Since falling for the Green 1955 evening dress I have been researching Herbert de Givenchy. He is most famous, perhaps, for dressing Audrey Hepburn. Isn’t this just lovely? A huge, deeply pleated skirt, attached to a slim yoke, coupled with a very neat shell bodice. This outfit must have quite a lot of support under it to look so dramatic.
Pink evening wear was obviously the name of the game in the mid 1950s and here are two McCalls patterns by Givenchy – we know that these two are supported by tiered petticoats the dressmaker could make at home.
This look was also developed for daywear in very innovative and surprisingly modern incarnations by Givenchy. Remember he had been working for Schiaparelli for a few years. In these dresses I think there is couture tailoring – padding, pleating, gathering, underlining and lining.
When we look at the evening wear there is more evidence of under structures possibly being relied on.

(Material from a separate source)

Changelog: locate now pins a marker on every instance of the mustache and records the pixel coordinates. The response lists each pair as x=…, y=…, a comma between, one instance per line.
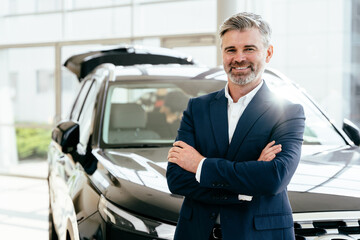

So in order to have a try at draping over understructures I made a hip belt with two “croissants” sewn onto them. I sewed a couple of matching kidney or crescent shaped articles and stuffed them with what my American tutor called “Polyfiller” – polyester, recycled stuffing. And then attached them to a cotton belt. It’s not very sophisticated but it did the job for my Givenchy attempts.
I have recently heard about an exhibition of 1850-1890 understructures at the Museum of Costume and Lace in Brussels. This goes on until April. My birthday is at the end of March so I have an idea. I will organise a weekend trip to Brussels to see the exhibition. Anyone want to come? Or meet us there?